This article first appeared in the August 2003 issue of the San Antonio Audubon News.

Each Spring and Fall, tides of migrating birds cross over Texas in untold hordes. For the most part, the passing of these migrants on their epic journeys goes largely unrecorded, except perhaps by us birders who see but a small fraction. Among these hordes, migrating Upland Sandpipers (Bartramia longicauda) often call attention to themselves by their distinctive flight call.

In the spring and again in late summer, the melodious whistled “qui-di-di-du!” of this species may be heard from high at any hour, day or night. Often at night, the progress of an unseen bird can be tracked across the sky. In daylight, a passing Upland Sandpiper can be surprisingly hard to spot; a long-winged, slender shorebird a bit larger than a Killdeer, flying with a steady wing beat along an arrow-straight transit of the sky.
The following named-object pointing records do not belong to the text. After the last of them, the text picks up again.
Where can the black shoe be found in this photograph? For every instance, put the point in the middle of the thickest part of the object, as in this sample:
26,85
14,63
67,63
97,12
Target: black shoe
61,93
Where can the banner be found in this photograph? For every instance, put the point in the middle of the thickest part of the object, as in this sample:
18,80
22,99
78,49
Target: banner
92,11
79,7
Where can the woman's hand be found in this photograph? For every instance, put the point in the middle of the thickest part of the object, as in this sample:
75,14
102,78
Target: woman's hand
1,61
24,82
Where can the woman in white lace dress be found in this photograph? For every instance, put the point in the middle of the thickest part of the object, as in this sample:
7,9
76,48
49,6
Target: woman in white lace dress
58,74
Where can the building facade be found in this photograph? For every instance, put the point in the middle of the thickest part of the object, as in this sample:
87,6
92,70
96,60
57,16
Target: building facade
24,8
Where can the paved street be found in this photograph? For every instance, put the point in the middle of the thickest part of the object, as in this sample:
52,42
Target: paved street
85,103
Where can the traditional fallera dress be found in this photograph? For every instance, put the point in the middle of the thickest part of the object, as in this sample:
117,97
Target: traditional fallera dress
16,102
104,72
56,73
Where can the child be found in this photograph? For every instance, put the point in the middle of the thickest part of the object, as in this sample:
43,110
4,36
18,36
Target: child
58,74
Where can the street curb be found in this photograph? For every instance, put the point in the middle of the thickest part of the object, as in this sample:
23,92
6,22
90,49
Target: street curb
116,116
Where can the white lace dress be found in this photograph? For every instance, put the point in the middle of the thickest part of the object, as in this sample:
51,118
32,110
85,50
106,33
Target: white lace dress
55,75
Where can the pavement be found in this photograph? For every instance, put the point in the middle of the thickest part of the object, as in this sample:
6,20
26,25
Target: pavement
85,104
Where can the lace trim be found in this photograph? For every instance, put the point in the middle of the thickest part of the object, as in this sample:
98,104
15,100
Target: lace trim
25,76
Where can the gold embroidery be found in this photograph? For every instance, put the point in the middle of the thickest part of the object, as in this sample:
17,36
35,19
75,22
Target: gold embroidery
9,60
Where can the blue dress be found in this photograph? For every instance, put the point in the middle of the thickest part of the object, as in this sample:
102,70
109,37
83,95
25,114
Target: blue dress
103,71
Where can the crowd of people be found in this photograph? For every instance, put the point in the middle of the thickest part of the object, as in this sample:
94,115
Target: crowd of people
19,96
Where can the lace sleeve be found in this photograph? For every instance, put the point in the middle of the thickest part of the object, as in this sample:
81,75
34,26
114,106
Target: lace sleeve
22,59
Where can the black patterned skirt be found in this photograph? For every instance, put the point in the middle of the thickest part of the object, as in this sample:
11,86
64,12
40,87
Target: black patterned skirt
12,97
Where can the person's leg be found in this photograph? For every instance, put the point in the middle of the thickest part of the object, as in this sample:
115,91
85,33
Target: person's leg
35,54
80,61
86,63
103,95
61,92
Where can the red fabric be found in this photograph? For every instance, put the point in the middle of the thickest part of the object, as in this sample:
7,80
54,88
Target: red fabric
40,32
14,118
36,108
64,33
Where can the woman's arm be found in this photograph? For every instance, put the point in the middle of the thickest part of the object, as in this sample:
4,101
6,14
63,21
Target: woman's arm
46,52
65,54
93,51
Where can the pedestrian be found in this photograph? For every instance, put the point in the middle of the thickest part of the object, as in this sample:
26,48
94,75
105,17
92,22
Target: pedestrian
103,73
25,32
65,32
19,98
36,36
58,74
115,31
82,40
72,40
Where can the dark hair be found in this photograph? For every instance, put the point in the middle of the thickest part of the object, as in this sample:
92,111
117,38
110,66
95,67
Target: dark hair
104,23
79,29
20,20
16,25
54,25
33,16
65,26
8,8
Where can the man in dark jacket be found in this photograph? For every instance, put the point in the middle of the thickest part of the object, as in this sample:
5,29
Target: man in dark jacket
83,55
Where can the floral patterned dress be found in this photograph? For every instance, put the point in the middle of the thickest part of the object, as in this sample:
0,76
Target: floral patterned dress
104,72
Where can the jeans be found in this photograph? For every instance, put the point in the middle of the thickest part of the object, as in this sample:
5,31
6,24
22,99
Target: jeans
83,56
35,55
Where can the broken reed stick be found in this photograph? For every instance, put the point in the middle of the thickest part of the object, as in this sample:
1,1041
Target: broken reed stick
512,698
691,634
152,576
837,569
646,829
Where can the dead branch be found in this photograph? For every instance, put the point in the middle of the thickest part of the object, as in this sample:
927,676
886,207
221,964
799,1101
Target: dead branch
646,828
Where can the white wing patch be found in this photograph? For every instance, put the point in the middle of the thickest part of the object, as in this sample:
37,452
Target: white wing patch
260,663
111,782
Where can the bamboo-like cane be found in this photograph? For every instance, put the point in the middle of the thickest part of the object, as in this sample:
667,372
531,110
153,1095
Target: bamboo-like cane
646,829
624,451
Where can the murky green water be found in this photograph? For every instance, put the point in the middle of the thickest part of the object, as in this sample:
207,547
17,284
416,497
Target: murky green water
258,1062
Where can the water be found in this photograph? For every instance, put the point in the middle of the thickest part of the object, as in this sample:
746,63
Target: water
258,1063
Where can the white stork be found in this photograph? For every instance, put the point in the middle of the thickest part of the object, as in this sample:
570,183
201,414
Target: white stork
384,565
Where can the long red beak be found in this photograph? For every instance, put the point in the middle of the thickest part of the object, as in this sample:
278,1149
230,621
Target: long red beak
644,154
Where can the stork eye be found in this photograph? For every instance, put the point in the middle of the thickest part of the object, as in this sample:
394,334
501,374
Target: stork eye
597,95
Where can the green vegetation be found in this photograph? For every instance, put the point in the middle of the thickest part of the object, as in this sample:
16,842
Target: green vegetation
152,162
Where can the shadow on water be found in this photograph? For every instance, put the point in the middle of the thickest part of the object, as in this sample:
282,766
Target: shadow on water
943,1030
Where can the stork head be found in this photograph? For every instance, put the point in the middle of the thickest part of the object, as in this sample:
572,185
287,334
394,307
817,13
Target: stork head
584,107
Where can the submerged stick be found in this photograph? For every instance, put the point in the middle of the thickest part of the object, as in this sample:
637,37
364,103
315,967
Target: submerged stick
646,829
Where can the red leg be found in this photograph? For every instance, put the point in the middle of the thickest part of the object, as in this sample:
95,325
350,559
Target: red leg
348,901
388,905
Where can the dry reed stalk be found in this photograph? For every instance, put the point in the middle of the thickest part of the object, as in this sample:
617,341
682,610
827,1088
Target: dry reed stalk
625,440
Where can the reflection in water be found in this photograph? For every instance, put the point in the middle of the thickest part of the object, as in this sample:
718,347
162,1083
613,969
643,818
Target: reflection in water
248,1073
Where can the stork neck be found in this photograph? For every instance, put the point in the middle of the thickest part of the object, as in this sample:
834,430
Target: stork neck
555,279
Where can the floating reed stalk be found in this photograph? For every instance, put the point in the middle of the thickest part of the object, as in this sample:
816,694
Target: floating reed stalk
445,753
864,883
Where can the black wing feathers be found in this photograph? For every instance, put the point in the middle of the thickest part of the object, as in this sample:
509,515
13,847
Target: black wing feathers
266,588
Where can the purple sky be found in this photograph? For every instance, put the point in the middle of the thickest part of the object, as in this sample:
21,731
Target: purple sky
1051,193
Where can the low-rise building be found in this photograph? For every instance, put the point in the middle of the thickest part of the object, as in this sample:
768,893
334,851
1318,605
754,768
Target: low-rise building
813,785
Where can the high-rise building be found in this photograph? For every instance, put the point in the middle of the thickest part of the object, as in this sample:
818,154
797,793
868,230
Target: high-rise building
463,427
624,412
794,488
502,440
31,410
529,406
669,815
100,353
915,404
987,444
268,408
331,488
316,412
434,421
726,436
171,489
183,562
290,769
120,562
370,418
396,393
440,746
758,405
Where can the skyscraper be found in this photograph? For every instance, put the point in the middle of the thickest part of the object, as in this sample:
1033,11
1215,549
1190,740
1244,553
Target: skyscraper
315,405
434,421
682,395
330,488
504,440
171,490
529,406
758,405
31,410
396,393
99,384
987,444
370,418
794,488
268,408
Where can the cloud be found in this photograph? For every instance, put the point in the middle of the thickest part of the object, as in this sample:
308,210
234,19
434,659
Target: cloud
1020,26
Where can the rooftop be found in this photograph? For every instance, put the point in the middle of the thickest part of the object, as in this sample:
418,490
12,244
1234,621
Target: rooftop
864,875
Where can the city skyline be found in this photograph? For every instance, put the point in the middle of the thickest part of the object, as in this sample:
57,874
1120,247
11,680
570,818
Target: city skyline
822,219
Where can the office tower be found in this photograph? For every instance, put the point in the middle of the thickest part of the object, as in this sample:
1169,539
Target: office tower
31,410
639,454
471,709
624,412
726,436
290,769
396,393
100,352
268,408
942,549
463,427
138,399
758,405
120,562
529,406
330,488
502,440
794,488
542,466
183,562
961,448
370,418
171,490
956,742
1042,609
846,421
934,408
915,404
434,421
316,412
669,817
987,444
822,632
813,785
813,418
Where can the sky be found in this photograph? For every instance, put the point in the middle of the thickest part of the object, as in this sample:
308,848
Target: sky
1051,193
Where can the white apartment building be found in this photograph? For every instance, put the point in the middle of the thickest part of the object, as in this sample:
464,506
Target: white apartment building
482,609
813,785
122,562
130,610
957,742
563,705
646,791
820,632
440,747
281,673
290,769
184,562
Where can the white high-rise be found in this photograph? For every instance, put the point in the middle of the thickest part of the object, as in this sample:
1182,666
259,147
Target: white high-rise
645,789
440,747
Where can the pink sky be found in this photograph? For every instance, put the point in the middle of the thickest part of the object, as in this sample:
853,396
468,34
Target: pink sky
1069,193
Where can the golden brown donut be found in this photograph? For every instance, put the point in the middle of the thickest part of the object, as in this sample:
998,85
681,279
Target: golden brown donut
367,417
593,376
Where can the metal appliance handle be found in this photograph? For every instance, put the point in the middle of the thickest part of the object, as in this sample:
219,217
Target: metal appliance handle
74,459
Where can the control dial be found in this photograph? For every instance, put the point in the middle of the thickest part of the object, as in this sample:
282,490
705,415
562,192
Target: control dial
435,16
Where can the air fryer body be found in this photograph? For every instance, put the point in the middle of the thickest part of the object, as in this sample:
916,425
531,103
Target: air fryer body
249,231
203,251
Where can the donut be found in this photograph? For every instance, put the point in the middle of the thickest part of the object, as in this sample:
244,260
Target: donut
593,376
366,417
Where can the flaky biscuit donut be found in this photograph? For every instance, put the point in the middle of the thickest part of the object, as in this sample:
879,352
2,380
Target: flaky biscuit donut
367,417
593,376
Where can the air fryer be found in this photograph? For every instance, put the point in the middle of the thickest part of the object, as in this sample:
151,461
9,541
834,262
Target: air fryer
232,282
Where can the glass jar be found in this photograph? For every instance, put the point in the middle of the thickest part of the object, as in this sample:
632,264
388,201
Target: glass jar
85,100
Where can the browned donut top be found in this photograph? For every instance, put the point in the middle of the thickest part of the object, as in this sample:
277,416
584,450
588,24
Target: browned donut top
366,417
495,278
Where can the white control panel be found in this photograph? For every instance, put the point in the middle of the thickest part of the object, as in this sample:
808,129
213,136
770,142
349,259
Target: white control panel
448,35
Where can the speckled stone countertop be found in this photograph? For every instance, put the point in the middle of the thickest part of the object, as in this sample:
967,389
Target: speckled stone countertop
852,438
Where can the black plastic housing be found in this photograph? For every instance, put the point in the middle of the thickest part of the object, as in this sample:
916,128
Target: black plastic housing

Among the shorebirds of the family Scolopacidae, the Upland Sandpiper is unusual for its preference for dry grassland habitats instead of wetlands or shoreline. The exact relationship this species bears to the to the other members of its family has been open to question; current thinking is that it is most closely related to the curlews. In colonial days, Upland Sandpipers occurred in great abundance, and were renowned both for the flavor and alleged aphrodisiac properties of their flesh. These attributes being enough to attract the attention of market gunners, whose depredations nearly drove the species to extinction by the end of the 19th Century.

The Upland Sandpiper can be found breeding in areas of open grassland from Alaska and the Yukon south as far as Oklahoma, and eastward as far as Quebec and New Brunswick. In San Antonio, we are privileged to see this bird in the numbers that we do — over much of its range it has become exceedingly rare, especially in the East. In contrast, populations have increased in recent years on parts of the Plains and today the greatest concentrations of breeding pairs can be found directly to our north in the Dakotas and adjacent areas of Nebraska.

On the Northern Plains, Upland Sandpipers arrive on the breeding grounds in April and May. Males establish breeding territories by means of display flights and a weird, bubbling song resembling a wolf-whistle in pitch and cadence. The species has adapted fairly well to agriculture; in addition to native prairie, a variety of pastures, small grain and hay fields may be used. Pairs can also be found in association with airports, such places being especially important in maintaining remnant populations in parts of the East.

Upland Sandpipers require a large home range for breeding, sometimes in excess of 200 acres, parts of this range often being shared with other breeding pairs. A variety of insects and seeds are consumed, crickets and grasshoppers figuring prominently in the diet. Typically, four cryptically-patterned eggs are laid in a carefully concealed scrape. Incubation requires about 21 days, the precocial young then being tended by both parents for about a month.

Fall migration begins in late July and it is usually August before once again I notice that familiar melodious “qui-di-di-du” marking the progress of these birds across our San Antonio skies. They migrate to the distant grasslands of Argentina and Brazil. I have often watched them passing and wondered just how far they might travel without rest. A number of their shorebird relatives are known to migrate more than 2,000 miles at a stretch, I’m not sure anyone knows for sure in the case of the Upland Sandpiper but stray individuals of this species have been recorded as far away as Australia and New Zealand.